Pimp my arcade machine - Enigma II

Russ

Club Member
Yeah AC, I tested the feed for the power supply board from the transformer, which says 14v. It was 14.4 with no load so that's ok so I went on to test the transistor (the bit on the metal heatsink you mentioned previously).

At the moment the second i plug the power supply board in it takes the fuse out for the 14v feed, so I'll probably try replacing the transistor first and see if that stops eating fuses ? Once I can plug it back in (I shoulda bought the one you sent a link for!) I can test the reset voltage :)

Cheers
 

twoforty

Well-Known Forum User
Once you get it out measure across the case of the transistor (collector) and pin 2 (emitter) you will probably find its a short if its bad. If it checks outok unplug the edge connector from the game board and try to power it up again. Do you have 2 edge connectors on your game? one on the top board and one to the lower board? make sure you unplug both when you try the power supply again. Could be an easy fix :), it gets addictive once you've fixed a couple... I have about 10 sets of star wars boards to fix right now...the mathbox section that calculates the 3D effect is amazing for its day, you could probably do the whole thing on a couple of small chips today.
 

Russ

Club Member
:D wicked, thanks, can't wait to get home. I've learnt a fair bit already from this.
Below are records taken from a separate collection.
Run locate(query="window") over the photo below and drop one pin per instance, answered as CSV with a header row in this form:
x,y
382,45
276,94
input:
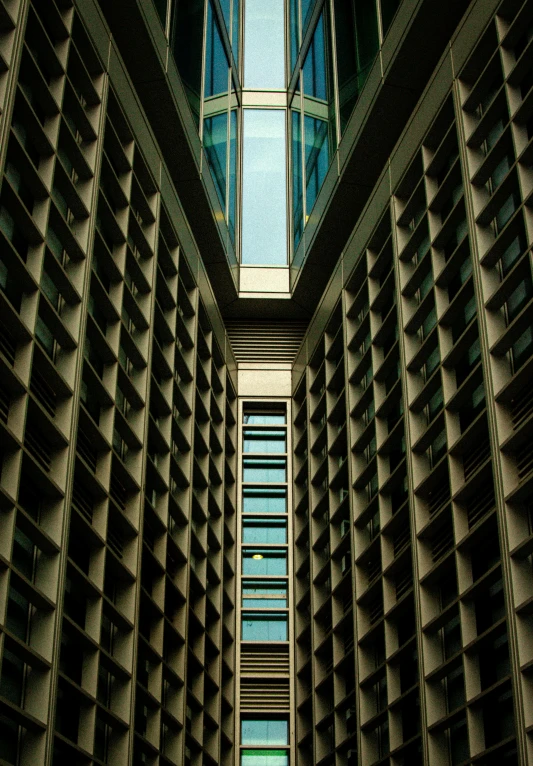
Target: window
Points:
x,y
264,441
264,758
264,626
265,731
272,532
264,44
264,203
264,594
264,470
264,419
264,561
257,500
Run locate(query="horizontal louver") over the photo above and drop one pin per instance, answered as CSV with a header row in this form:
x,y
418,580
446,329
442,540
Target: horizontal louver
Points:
x,y
264,663
272,697
265,340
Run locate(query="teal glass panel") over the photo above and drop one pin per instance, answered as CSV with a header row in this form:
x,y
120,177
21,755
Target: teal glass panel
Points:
x,y
388,11
216,145
186,39
273,532
264,441
226,12
294,23
316,158
314,70
264,758
235,29
265,594
319,120
264,44
348,83
216,62
232,202
264,194
267,562
161,7
264,419
265,627
297,179
264,470
307,6
265,731
264,501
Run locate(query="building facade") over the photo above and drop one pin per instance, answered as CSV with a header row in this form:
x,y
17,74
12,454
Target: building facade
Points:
x,y
266,347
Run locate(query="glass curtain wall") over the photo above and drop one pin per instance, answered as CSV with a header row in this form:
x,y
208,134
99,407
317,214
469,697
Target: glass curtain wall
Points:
x,y
328,46
328,74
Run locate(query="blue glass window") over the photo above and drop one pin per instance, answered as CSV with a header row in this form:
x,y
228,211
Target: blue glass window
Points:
x,y
232,202
235,30
265,731
294,22
264,44
272,532
264,561
264,594
187,39
216,144
264,419
257,500
265,627
216,62
264,441
264,196
264,758
319,117
226,10
264,469
316,158
297,179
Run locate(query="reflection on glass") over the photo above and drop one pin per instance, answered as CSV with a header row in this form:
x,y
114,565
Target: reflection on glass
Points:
x,y
264,470
264,49
265,731
215,144
294,23
264,561
273,532
257,500
264,441
187,42
357,42
319,119
232,173
264,627
315,79
226,10
306,9
297,179
264,197
264,419
216,62
161,7
264,758
235,30
316,158
264,594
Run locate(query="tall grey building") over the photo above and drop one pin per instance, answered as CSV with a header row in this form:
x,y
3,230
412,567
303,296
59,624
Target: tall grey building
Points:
x,y
266,351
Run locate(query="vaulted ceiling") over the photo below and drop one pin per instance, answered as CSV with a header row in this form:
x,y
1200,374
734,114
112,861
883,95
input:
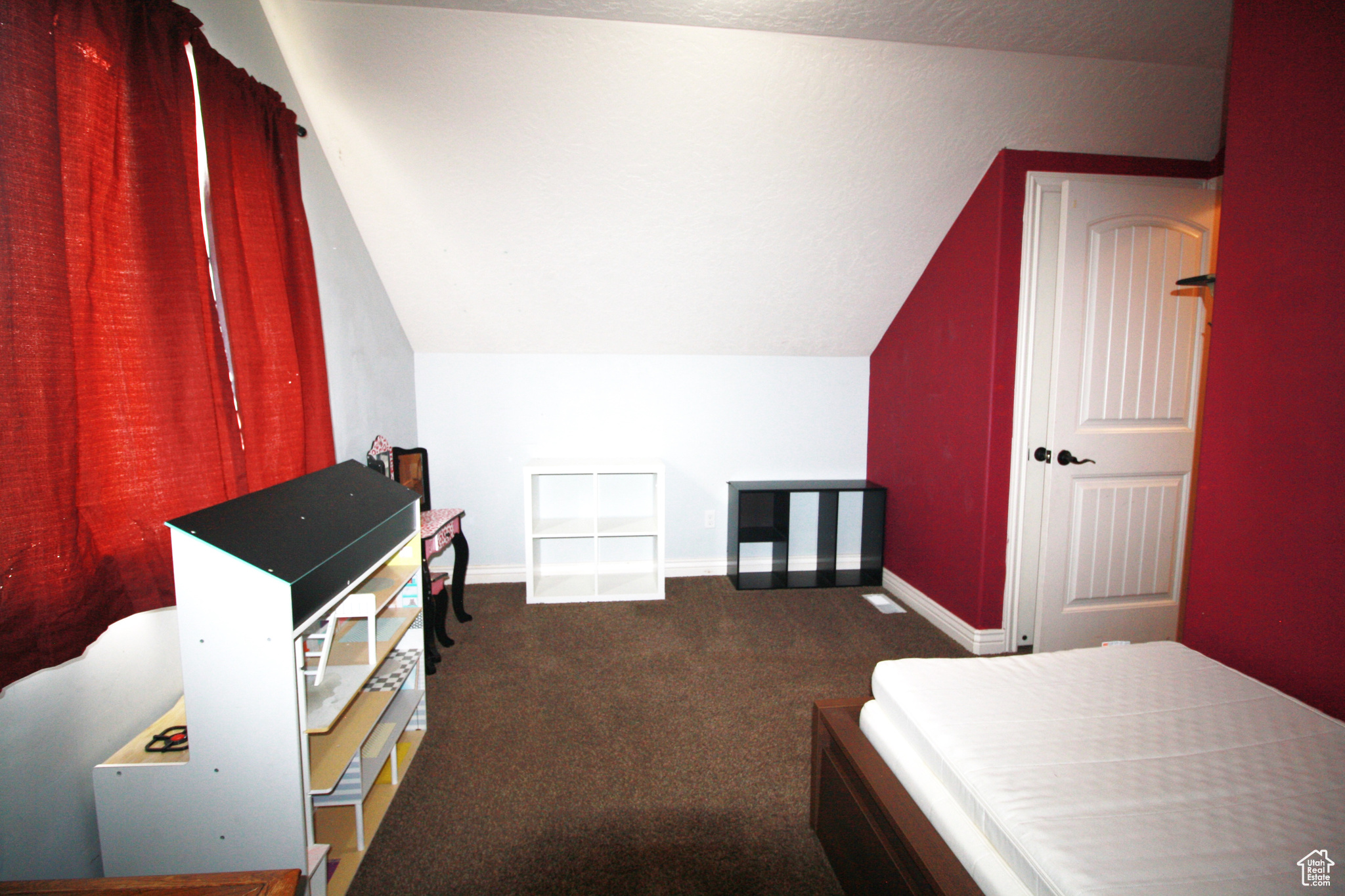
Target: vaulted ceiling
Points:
x,y
730,177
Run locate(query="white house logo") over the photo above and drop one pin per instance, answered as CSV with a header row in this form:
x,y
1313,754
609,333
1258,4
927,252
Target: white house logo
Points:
x,y
1317,868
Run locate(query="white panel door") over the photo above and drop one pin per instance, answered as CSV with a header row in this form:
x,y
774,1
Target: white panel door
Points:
x,y
1125,381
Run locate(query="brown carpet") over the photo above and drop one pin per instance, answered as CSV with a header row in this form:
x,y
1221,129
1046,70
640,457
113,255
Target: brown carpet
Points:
x,y
635,747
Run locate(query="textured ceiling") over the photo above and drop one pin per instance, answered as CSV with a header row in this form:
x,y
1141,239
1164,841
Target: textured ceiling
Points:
x,y
549,184
1180,33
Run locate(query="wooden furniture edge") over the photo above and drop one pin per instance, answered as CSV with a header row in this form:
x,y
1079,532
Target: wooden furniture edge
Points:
x,y
272,883
893,817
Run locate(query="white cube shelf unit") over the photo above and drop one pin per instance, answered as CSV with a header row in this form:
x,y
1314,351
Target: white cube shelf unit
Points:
x,y
594,530
282,770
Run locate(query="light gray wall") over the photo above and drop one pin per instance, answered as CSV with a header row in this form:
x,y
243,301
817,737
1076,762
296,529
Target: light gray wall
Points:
x,y
370,366
58,723
709,418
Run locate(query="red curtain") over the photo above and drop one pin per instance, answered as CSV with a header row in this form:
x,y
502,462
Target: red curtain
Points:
x,y
267,273
112,372
116,409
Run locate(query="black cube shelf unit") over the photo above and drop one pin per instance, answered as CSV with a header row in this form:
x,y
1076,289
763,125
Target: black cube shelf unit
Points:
x,y
759,512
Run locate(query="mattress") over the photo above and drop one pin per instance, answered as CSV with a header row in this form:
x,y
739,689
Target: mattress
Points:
x,y
1130,770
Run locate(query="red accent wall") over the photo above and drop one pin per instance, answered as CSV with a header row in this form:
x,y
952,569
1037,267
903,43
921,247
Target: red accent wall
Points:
x,y
1268,585
940,391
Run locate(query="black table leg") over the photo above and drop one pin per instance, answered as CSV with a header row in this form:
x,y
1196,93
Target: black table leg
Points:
x,y
459,576
436,606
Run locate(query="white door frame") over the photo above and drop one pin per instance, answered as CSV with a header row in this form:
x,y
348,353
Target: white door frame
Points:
x,y
1038,183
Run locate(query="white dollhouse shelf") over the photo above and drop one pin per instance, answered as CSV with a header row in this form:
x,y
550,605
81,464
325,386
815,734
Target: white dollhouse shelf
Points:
x,y
282,771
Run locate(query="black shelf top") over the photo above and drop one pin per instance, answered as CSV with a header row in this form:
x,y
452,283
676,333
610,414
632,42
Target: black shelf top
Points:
x,y
808,485
292,528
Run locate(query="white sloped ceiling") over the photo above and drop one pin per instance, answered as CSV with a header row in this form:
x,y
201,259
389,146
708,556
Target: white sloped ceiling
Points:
x,y
550,184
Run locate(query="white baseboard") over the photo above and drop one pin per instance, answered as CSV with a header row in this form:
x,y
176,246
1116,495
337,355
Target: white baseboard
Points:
x,y
978,641
481,574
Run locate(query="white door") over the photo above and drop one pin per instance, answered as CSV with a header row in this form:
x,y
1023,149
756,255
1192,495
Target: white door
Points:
x,y
1124,398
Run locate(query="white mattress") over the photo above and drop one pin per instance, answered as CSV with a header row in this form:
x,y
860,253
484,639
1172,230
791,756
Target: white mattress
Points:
x,y
1136,770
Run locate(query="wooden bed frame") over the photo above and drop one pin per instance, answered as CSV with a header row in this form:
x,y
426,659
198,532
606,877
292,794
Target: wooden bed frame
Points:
x,y
872,830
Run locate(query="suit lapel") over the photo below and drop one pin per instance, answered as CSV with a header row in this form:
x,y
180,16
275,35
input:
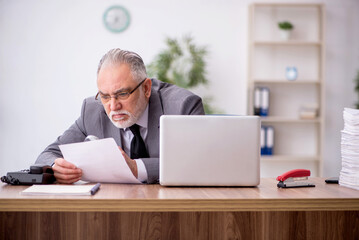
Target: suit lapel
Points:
x,y
154,113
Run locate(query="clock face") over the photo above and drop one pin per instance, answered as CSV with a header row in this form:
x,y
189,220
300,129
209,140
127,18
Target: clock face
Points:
x,y
116,19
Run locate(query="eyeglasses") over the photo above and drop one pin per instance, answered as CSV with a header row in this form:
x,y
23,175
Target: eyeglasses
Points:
x,y
123,95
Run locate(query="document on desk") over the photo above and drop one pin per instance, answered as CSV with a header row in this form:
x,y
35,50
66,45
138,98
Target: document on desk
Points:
x,y
100,161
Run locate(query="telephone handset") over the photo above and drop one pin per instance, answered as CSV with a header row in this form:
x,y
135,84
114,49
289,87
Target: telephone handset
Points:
x,y
293,179
37,174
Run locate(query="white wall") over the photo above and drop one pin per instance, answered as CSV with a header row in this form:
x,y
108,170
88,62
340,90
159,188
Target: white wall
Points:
x,y
49,51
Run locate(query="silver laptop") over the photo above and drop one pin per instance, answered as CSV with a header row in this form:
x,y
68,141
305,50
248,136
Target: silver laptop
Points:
x,y
209,150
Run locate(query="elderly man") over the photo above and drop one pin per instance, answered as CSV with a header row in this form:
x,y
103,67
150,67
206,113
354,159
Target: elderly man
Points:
x,y
127,107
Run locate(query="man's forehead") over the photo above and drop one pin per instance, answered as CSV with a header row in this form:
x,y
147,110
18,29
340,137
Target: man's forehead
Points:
x,y
115,76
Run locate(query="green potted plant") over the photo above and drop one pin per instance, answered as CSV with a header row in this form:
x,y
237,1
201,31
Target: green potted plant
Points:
x,y
285,28
182,63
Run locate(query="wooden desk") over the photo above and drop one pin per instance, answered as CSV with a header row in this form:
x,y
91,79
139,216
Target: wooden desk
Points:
x,y
120,211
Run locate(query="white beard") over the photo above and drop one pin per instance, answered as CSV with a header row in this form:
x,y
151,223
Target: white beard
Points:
x,y
132,117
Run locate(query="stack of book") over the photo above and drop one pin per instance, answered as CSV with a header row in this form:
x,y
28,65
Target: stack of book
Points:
x,y
349,175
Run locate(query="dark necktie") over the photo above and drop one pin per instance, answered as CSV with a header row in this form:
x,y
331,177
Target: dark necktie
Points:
x,y
138,148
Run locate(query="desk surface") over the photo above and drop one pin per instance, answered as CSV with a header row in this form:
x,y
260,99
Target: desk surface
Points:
x,y
155,198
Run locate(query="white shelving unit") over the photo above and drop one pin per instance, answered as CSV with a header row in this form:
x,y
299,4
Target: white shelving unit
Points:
x,y
298,142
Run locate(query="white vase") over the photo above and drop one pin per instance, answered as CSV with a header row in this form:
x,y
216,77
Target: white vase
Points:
x,y
285,34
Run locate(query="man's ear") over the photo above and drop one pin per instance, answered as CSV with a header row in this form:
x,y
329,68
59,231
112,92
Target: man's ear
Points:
x,y
147,87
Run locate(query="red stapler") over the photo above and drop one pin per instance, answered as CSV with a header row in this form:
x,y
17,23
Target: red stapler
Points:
x,y
294,178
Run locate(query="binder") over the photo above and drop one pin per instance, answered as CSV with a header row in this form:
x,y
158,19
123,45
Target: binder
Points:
x,y
263,141
257,101
264,101
269,140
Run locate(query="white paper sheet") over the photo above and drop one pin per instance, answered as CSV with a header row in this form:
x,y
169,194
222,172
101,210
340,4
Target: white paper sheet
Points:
x,y
55,189
100,161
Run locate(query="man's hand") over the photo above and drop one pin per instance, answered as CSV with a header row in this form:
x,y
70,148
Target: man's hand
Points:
x,y
130,162
66,172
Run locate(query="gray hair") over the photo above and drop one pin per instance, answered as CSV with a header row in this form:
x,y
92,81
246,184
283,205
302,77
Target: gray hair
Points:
x,y
117,56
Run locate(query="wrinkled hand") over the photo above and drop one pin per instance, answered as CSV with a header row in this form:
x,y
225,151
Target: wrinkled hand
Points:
x,y
130,162
66,172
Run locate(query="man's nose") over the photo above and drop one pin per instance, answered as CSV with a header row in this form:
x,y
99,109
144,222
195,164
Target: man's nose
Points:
x,y
115,104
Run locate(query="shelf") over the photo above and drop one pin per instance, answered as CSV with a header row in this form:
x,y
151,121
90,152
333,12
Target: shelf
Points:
x,y
284,81
288,120
287,43
288,158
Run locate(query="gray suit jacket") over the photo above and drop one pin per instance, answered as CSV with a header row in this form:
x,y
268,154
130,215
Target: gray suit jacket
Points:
x,y
165,99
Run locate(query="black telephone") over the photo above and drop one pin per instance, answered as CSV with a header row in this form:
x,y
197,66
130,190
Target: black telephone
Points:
x,y
37,174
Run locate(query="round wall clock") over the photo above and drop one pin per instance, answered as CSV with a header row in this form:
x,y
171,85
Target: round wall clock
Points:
x,y
116,19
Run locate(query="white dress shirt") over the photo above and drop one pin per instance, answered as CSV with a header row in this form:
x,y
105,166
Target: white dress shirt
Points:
x,y
126,137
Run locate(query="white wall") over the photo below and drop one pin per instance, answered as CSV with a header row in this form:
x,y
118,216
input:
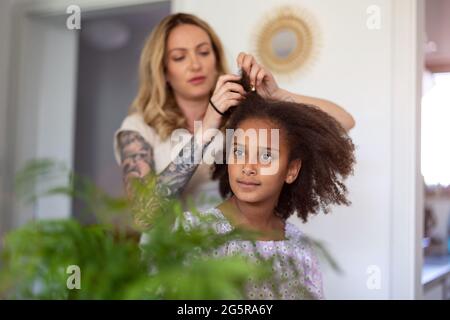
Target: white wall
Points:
x,y
354,69
5,37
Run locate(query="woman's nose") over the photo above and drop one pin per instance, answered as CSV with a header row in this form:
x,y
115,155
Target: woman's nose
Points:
x,y
195,63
You're right, I did computer graphics as part of my degree and one of my final year projects was a (rubbish) computer game engine. I'm sure the math is very similar, I was doing it programmatically and in the past it was hardware based :)

Cheers
 

Russ

Club Member
Ok, well I tested the transistor and it doesn't appear to have a short, but at the same time I couldn't measure the ohms on it now either? Weird. Anyway put the power supply board in and didn't connect anything to it and it ate the fuse and this time a tiny puff of smoke came from it or something around there :rolleyes: I'll get there though one day, shoulda bought that board! lol
 

twoforty

Well-Known Forum User
you need to have your meter on diode setting to check the transistor, It could be one of the other transistors on the board, I expect the smoke was a resistor burning up from having too much load on it.
 

Russ

Club Member
Yeah I had it on that, err turns out I had the probes the wrong way around testing the diode lol

This time between emitter and collector I get 501 and base and collector 478...
 

twoforty

Well-Known Forum User
Probably need to remove it to test it, you should get around 0.500 ish with one lead on the base and the other on the emitter or collector...if you don't see anything use the other lead on the base and try again. You shouldn't get anything between the emitter and collector.